Something like that already has been seen in Wisconsin, Hickey said, where popular ire at Gov. Scott Walker sprang not just from his having gone after public sector unions but his having beforehand given "tax cuts to the wealthy."

On the federal level, Hickey pointed to Republican-advocated budget cuts.

"Republicans have been promising that massive cuts to government programs would create jobs and help the economy," Hickey said. "But if cuts kill growth and the economy gets worse, just as in Greece, people will be very angry."

On the national level, he said, "Democrats should insist on one-to-one tax increases and budget cuts, not the three cuts-to-one tax increase the Republicans propose."

Said Mark DiCamillo, director of the non-partisan Field Poll in California, which has tracked the opinions of state's voters for 60 years, "I think if you're going to see unrest at all, you would see it first in U.C. students."

They're the ones, he said, on whom austerity will have the most direct impact. At the moment, college is in recess.

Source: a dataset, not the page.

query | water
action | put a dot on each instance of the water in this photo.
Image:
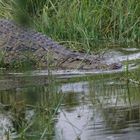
(72, 104)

"You might expect to see demonstrations when they get back in session -- not riots, but a continuation of the tuition demonstrations we saw last year," he said.

Any comparison to Greece, he said, would be "way exaggerated; certainly not appropriate."

Field's polling shows that California voters are becoming more optimistic, not less: In March, when the state's deficit stood at $20 billion, they thought "the sky was falling, the state was ungovernable." In June, the deficit had been cut to less than $10 billion and tax revenues were increasing more than expected. Poll respondents saw the state's economic problems "as being less severe."

Dan Schnur, director of the Unruh Institute of Politics at the University of Southern California, said it's not that Americans couldn't someday as angry as the Greeks are now. It's that if and when they ever did vent, they'd show it a different way, at the ballot box. Plus, he said, the citizenry in Greece, Spain, Portugal, France and other European nations have different expectations of their governments. Socialism has led them to expect public benefits as their birthright. No such expectation exists in the United States.

What if the budget crises in California, Wisconsin or other hard-pressed states got even worse? What if austerity measures became even more acute?

Even then, Jane Junn, professor of political science at the University of Southern California, assigns a low probability to Molotov cocktails being thrown.

"The last time we had riots was the Rodney King decision," she said of Southern California. "There was a real villain that time around. Economic policy isn't the same thing. It's too esoteric to get people that riled up."

California's latest budget cuts, she noted, will land hardest on the middle class -- the segment of the population "least likely to riot."

The U.S. system, unlike the Greek, has redundancies built into it: If a state cuts back on some local benefit, there may be a corresponding federal program that keeps right on dispensing. And let's not ignore the fact that it's summer, which she calls "a very slow season" politically.

"If there are people in the streets," she predicted, "they'll be out there celebrating the 4th of July."